The binary format is detected automatically.
- user mode (i386)
* ``qemu-i386`` TODO.
* ``qemu-x86_64`` TODO.
- user mode (Microblaze)
* ``qemu-microblaze`` TODO.
- user mode (MIPS)
* ``qemu-mips`` executes 32-bit big endian MIPS binaries (MIPS O32 ABI).
* ``qemu-mipsel`` executes 32-bit little endian MIPS binaries (MIPS O32 ABI).

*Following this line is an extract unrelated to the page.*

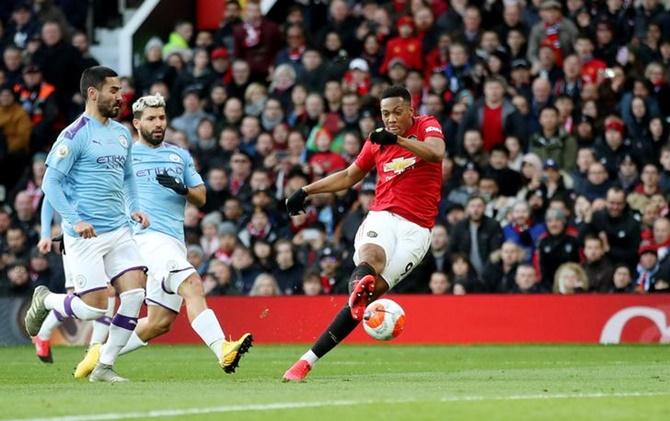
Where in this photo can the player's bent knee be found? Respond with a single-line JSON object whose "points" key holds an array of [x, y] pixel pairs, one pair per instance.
{"points": [[87, 312], [162, 326], [373, 255], [95, 299], [133, 297]]}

* ``qemu-mips64`` executes 64-bit big endian MIPS binaries (MIPS N64 ABI).
* ``qemu-mips64el`` executes 64-bit little endian MIPS binaries (MIPS N64
ABI).
* ``qemu-mipsn32`` executes 32-bit big endian MIPS binaries (MIPS N32 ABI).
* ``qemu-mipsn32el`` executes 32-bit little endian MIPS binaries (MIPS N32
ABI).
- user mode (PowerPC)
* ``qemu-ppc64`` TODO.
* ``qemu-ppc`` TODO.
- user mode (SH4)
* ``qemu-sh4eb`` TODO.
* ``qemu-sh4`` TODO.
- user mode (SPARC)
* ``qemu-sparc`` can execute Sparc32 binaries (Sparc32 CPU, 32 bit ABI).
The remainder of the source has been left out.